Friday, March 2, 2012

When the Superman Band-Aid Doesn't Hold

So, I panic from time to time. Finding a way to get a grip on the irrational emotions that occur during that time is a tough job. 

There have been some interesting times in my life, and because of it, I've had the following terms used on me: mild OCD, panic disorder, PTSD

My response to them all back in the day was "woe is me", but now it's more akin to "bite me!" How many acronyms can a single person be labeled with? 

Hi, I'm Diana BS MS PT ICD9 340 ICD10 G35 OCD PTSD... and on and on and... Forget that! I've been labeled enough. Can't a person just be sad anymore?

Simply put, I've got issues, but who doesn't? I've got to deal with them and I refuse to hide behind or excuse the issues because of my labels. 

I also refuse to let labels and treatments desensitize me from the responsibility of corrective behavior; especially when I do have control over at least that much. 

Medicine is appropriate in the right setting, but that's not all that I should rely upon. So many people think that, because you have swallowed a pill, you've been absolved from doing anything else about the situation. 

I would like to submit that treating "the problem" by milligrams alone is essentially like putting on a band-aid with poor adhesive qualities.

I'm fascinated by the mind-body connection. I've begun to understand just how powerful a role it has played in my life; it's been empowering to know that though I may be irrational at times, I still have some semblance of control over my response(s). 

Not long ago I read something that got me really thinking - it was in Aine Tubridy’s book, When Panic Attacks. She was talking about Post Traumatic Stress Disorder (PTSD) and I realized that what she had written about actually held the key to understanding normal fear and anxiety. 

Normal meaning, you live and breathe, therefore sadness will happen occasionally and you may even freak out from time to time because of it. 

Tubridy talks about the primitive fear response that is the basis of all panic, which can be good sometimes:

"[The aim of fear] is not only to prompt you to find safety, but it will remain in place until it is certain that the danger is over and that you will not be exposed to a similar experience before you have fully recovered. Once you are out of danger, the focus shifts to a risk of a future occurrence. Your internal bodyguard means to see that you don’t become complacent or relaxed for some time yet, to ensure that you stay ‘on alert’ should the danger return unexpectedly - the alarm will only cease when your primitive brain is completely satisfied that you are not in danger any longer and that adequate safety measures have been put in place for the future."

What I get out of this is that you have to prove to the primitive brain that the danger no longer exists - only then, will it stop the fear. And sometimes the fear may linger because the situation is prolonged. 

In some of those situations your life may not be in danger, but the brain perceives that it is; simply because it's in a state of unrest. In other words, you're not where you would like to be.

I can't tell you how many times over the years that I've read from multiple resources that the final say comes from the brain. 

In his book, Life Strategies, Dr. Phil McGraw said something to the effect of the following: When it's announced that one political party takes control of the Senate, it's not bad news, it's not even good news, it's just news

The pros and cons of the situation aren't assigned until an individual interpretation is applied. Even then, it's still just news. The mind still has the final say of how that information is going to affect you. Y-O-U still get to decide how you will respond to whatever comes your way.

This life is about our responses to the ebb and flow of circumstances that we experience. 
Labeled or not, medicated or not, 
we still get to decide what we do about it.
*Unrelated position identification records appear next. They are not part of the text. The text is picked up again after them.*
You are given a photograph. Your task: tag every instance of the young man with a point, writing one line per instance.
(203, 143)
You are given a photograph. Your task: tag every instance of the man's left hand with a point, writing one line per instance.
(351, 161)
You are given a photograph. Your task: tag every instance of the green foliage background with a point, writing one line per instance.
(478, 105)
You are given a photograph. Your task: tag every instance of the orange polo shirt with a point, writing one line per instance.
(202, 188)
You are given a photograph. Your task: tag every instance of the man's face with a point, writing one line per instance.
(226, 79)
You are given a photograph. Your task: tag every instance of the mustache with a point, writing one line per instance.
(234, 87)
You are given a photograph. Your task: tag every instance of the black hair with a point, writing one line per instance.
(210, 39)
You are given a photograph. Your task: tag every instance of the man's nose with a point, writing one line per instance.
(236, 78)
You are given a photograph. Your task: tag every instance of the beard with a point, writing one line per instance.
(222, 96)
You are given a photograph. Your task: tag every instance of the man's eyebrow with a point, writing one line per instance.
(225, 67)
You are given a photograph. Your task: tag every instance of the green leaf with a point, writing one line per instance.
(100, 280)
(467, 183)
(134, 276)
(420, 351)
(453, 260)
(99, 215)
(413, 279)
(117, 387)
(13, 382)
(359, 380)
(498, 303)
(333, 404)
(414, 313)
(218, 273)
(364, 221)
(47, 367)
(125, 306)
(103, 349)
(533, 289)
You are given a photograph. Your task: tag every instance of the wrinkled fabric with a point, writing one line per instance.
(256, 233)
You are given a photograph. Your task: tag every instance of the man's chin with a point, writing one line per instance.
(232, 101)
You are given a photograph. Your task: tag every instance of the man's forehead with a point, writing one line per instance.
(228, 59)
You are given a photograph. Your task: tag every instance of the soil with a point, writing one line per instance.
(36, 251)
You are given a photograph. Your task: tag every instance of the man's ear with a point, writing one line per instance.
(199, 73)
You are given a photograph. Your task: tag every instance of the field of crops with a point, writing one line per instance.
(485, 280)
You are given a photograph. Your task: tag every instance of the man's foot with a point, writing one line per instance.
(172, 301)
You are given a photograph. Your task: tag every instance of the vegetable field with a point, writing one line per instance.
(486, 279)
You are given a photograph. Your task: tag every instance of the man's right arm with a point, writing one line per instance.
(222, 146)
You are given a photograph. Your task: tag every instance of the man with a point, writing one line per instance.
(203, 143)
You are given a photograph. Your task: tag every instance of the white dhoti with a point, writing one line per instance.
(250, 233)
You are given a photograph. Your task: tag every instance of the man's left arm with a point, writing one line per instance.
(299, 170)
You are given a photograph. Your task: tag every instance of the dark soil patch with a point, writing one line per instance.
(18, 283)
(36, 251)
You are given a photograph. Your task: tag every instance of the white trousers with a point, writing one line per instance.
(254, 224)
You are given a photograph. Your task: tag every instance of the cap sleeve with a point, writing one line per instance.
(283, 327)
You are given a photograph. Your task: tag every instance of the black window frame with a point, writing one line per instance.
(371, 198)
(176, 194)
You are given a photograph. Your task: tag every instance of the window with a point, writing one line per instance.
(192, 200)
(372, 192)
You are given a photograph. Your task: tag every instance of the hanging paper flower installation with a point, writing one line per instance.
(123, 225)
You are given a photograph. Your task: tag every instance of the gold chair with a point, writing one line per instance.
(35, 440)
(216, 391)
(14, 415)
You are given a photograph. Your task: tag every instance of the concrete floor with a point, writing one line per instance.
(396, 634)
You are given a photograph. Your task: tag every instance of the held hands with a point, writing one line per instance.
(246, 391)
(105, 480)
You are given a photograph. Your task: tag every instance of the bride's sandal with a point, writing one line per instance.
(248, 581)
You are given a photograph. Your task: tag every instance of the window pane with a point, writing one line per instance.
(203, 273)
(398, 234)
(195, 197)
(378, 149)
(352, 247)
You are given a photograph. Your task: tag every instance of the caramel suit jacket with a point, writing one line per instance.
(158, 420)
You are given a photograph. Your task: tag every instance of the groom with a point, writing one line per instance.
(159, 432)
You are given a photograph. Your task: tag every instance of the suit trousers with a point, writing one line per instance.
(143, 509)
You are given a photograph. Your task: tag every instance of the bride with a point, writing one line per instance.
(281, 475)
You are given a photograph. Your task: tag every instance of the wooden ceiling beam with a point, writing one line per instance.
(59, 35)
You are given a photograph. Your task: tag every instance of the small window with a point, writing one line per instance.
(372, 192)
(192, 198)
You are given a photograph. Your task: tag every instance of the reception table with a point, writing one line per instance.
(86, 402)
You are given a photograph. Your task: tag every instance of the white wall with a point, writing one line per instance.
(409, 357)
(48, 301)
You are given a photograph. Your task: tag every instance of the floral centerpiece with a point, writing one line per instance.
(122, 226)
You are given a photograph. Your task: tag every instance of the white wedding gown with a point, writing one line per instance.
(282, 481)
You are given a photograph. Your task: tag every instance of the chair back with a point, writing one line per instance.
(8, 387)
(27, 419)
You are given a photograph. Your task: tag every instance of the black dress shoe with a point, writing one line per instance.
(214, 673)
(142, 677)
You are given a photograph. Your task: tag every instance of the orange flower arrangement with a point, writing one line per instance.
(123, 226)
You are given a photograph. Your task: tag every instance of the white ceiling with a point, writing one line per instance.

I've had a really long and really crappy week. The days have been packed with insecurity and frustration. But this week is also over, yeah! 

I also have had moments of joy while serving others, seeing family and seeing some neat people at work that I seldom get to see. The positives of this week really do outweigh the negatives. 

In any case, I'm really thankful for my pillow and I think I will go let my head sink into it. I look forward to a good long run tomorrow. You know what? I'm amazed I'm even running. Yes, these will be good dreams tonight; very good indeed.